Burnett aired his frustration one day after Terri Haymaker, the commission’s chief planning officer, told area residents four sites are still under consideration for the showcase high school, including the Stanton Park site that Emanuel favored before it ran into a buzzsaw of community opposition.
Burnett and his constituents favor a vacant riverfront parcel at Division and Kingsbury that’s privately owned. It would be more costly because the city would have to acquire it.
The alderman had hoped the community meeting held Monday night would be the final step toward ratifying that choice and moving forward with a project that Emanuel announced with great fanfare more than a year ago.
Instead, residents were told that four sites were still in the running and that it will be months before “due diligence” is done on all of them.
The four finalists are Stanton Park; a former Cabrini Green site that includes Durso Playlot Park; a parcel at Larrabee and Clybourn, and the riverfront site at Kingsbury and Division.
All but the riverfront site are publicly owned, either by the Chicago Park District, the Chicago Housing Authority or by both agencies.
“I thought everyone had pretty much chosen the site we chose,” Burnett said.
“We need to hurry up.

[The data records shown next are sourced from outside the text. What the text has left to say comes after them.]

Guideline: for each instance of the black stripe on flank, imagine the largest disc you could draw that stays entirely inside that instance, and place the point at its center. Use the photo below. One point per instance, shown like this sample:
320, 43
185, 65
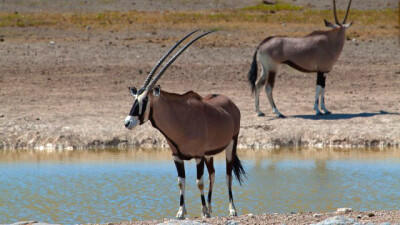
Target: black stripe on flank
215, 151
153, 123
203, 200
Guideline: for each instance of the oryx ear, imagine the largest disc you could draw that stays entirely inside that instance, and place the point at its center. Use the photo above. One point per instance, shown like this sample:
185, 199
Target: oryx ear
347, 25
133, 91
156, 90
329, 24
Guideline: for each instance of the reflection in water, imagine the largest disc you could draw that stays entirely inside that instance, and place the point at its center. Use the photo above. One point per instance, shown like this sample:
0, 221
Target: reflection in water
105, 186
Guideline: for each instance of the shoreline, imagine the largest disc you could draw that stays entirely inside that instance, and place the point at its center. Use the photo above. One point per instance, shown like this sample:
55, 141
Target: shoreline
346, 216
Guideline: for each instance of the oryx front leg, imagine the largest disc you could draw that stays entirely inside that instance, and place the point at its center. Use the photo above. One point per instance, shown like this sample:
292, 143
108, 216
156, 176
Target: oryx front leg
229, 168
180, 167
259, 84
211, 172
200, 185
320, 91
268, 89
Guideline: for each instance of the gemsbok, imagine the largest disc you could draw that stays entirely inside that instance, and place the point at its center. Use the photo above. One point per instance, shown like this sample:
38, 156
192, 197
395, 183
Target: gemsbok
316, 52
195, 127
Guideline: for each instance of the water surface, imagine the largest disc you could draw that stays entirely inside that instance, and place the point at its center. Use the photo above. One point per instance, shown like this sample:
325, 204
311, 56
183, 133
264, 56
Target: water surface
105, 186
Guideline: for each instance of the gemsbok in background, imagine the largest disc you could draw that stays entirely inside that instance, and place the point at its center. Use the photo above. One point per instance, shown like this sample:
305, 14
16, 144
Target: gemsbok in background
194, 127
316, 52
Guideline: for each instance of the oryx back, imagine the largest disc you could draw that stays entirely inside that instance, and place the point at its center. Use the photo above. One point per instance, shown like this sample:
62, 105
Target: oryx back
194, 125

Prices are getting more expensive,” he said. “We already know what site we want. The whole community wants that site. Any other sites are just going to prolong this thing” because they’re on CHA property or park district land.
Carol Steele, president of the Cabrini-Green Local Advisory Council, confirmed that her group would sue if the project eats up any CHA-owned land or park space.
“We’re not negotiating no more CHA land away,” she said. “The CHA and the city is behind in replacing housing. Two parcels of the land is where housing is supposed to be built. We’re not giving up on that. We’ll fight it.”
Lauren Moltz, acting president of Friends of the Parks, said: “We strongly urge the Public Building Commission, the Mayor and CPS to select a site that does not use parkland,” but she stopped short of a lawsuit.
Burnett acknowledged that the $60 million tax-increment financing budget is finite, but he said the riverfront site is the only choice.
“It may cost more because it’s close to the river. But it actually may come out to be cheaper,” Burnett said. “We won’t have to spend as much money fighting a lawsuit. If you insist on evaluating the three other sites, you’re just wasting time and money.”
Public Building Commission spokeswoman Molly Sullivan described a protracted process that, at best, could culminate in the opening of Chicago’s 11th selective-enrollment high school at the end of 2018.
“Every site poses unique challenges and opportunities,” Sullivan said. “We have to do our due diligence. TIF funds have been identified as the funding source, but total project costs cannot be determined until the site studies are completed and any land-acquisition costs are factored in.”
CPS spokesman Bill McCaffrey did not respond to questions about the district’s input on the sites, the project’s current budget and why the district is going ahead with the project when it can’t say how it’s going to fund the schools it currently has.